Metabolism refers to the series of chemical reactions that convert nutrients into energy necessary for organisms to grow, reproduce, and sustain life. The multicellular metabolic system of multicellular organisms facilitates the response to environmental changes such as nutrient availability, and temperature changes. Currently, metabolic diseases such as obesity, and diabetes are on the increase worldwide. The ER is a major organelle in lipid and carbohydrate metabolism. Thus, dysfunction of the ER is a key feature of metabolic disorders.

Diabetes

The ER, widely distributed in the cytoplasm of pancreatic β-cells, plays a crucial role in maintaining the internal environment required for insulin structure formation. Disturbances in ER protein homeostasis are closely associated with impaired pancreatic β-cell function in type 2 diabetes. Restoring ER homeostasis through small molecules emerges as a potential therapeutic strategy for type 2 diabetes. A recent study reported the efficacy of the chemical chaperone-like small molecule, KM04794, in alleviating ER stress. KM04794 demonstrated effectiveness in mitigating protein aggregation and cell death induced by insulin mutant proteins(Miyake et al. 2022).Persistent stimulation with N-methyl-D-aspartate (NMDA) has been reported to induce β-cell apoptosis and impact insulin secretion(Huang et al. 2017a, b). This effect is primarily attributed to NMDA treatment inducing ER stress in MIN6 β-cells, evidenced by increased expression of ATF4, CHOP, Bip, and XBP1s. Furthermore, blocking NMDA receptors (NMDARs) has been demonstrated to mitigate ER stress induced by high glucose concentrations in vitro and in vivo(Huang et al. 2019). β-cells lacking PERK exhibited abnormal morphology with ER expansion and insulinogenic retention. Diabetes associated with PERK deficiency is attributed to insufficient β-cell proliferation and defective insulin secretion. Overexpression of PERK accelerated diabetes progression in a mouse model, while PERK inhibition (PI) slowed its advancement(Gupta et al. 2010). Another study illustrated that low-dose PI treatment, inhibiting partial PERK phosphorylation, enhanced glucose-stimulated insulin secretion (GSIS) in mouse and human islets (Kim et al. 2019). Studies showing that ATF4 knockout mice suffer from severe diabetes characterized by hyperglycemia at a young age and a significantly shorter lifespan due to diabetic ketoacidosis. Additionally, ATF4 knockout mice exhibit pancreatic β-cell deficiency(Kitakaze et al. 2021).

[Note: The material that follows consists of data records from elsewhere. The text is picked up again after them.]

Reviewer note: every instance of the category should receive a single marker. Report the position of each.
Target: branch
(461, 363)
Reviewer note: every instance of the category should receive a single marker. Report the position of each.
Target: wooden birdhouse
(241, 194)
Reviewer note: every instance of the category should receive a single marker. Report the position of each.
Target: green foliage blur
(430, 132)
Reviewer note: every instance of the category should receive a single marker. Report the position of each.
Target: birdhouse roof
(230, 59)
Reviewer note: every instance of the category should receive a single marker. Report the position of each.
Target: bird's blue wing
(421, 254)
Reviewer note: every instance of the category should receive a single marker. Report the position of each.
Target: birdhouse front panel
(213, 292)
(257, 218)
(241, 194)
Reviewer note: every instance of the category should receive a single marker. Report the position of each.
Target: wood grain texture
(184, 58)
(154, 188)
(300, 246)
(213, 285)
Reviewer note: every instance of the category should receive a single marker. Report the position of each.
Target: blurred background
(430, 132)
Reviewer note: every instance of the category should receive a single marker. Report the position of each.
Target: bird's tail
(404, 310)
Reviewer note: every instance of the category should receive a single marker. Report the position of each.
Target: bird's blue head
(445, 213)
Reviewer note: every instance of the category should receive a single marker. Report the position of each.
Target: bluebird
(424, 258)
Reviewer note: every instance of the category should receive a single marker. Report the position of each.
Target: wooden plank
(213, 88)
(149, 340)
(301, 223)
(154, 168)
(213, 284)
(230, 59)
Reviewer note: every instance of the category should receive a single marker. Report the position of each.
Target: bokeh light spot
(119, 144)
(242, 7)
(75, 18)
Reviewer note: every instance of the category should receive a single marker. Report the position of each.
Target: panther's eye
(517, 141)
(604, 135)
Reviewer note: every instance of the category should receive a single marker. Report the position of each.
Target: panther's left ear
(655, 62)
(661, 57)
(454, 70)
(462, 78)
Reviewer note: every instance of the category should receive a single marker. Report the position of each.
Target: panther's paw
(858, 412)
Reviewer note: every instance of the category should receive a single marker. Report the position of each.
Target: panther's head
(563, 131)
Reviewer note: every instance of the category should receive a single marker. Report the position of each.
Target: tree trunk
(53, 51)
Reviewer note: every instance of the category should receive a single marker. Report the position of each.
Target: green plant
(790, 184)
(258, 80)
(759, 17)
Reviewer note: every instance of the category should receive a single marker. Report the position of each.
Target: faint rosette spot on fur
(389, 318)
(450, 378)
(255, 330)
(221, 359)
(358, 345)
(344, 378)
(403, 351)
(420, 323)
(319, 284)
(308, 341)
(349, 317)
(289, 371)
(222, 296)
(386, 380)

Studies have shown that prolonged exposure to elevated glucose levels or the overexpression of IRE1α leads to the degradation of insulin mRNA in β-cells. Conversely, inhibition of IRE1α reduces insulin mRNA degradation. This phenomenon was further confirmed in a murine model, where pancreatic islets of IRE1α heterozygous mice exhibited higher insulin mRNA expression after chronic exposure to elevated glucose levels compared to their wild-type counterparts. These findings suggest that IRE1α expression contributes to insulin mRNA degradation during chronic high glucose-induced ER stress, thereby alleviating ER stress(Lipson et al. 2008). In mice with obesity or a high-fat diet, deletion of XBP1 in β-cells results in diabetes mellitus and exacerbates glucose intolerance by impairing insulin secretion(Lee et al. 2022). Type 1 diabetes, an autoimmune disease triggered by immune dysregulation and autoreactive T cells against pancreatic β-cells, induces β-cell apoptosis during disease progression. Inhibition of IRE1α RNase hyperactivity reduces β-cell apoptosis and reverses Type 1 diabetes in a non-obese diabetic (NOD) mouse model(Morita et al. 2017). Destruction of pancreatic β-cells due to immune-mediated causes leads to Type 1 diabetes. Knockdown of IRE1α induces β-cell dedifferentiation in NOD mice before the onset of pancreatic islet inflammation, resulting in reduced immune cell infiltration in the pancreatic islets and β-cell apoptosis. Moreover, the number of cytotoxic CD8 + T cells is reduced in the pancreas of IRE1α knockout mice(Lee et al. 2020).

Obesity

Obesity is a global health crisis that affects virtually all organ systems, caused by a complex interaction between genes and environmental factors, leading to disturbances in cellular metabolism and disruption of homeostasis (Ajoolabady et al. 2022). Obesity is characterized by chronic inflammation due to abnormal or excessive lipid accumulation in adipose tissue. A study found that high-fat diet-induced obesity induces ER stress and causes chronic inflammation in adipose tissue, whereas an inhibitor of ER stress alleviated metabolic disturbances and reduced the expression of inflammatory cytokines in high-fat diet (HFD) -obese mice, as well as reduced free cholesterol in adipose tissue(Chen et al. 2016). One of the main theoretical reasons for the development of obesity is the imbalance between M1 (pro-inflammatory) and M2 (anti-inflammatory) macrophage polarization. IRE1α was shown to be a key inducer in the regulation of M1-M2 macrophage polarization. In a mouse model, inhibition of IRE1α reversed HFD-induced white adipose tissue (WAT) M1-M2 imbalance and prevented HFD-induced obesity (Shan et al. 2017). Thus, inhibition of IRE1α may be an alternative for the therapy of obesity.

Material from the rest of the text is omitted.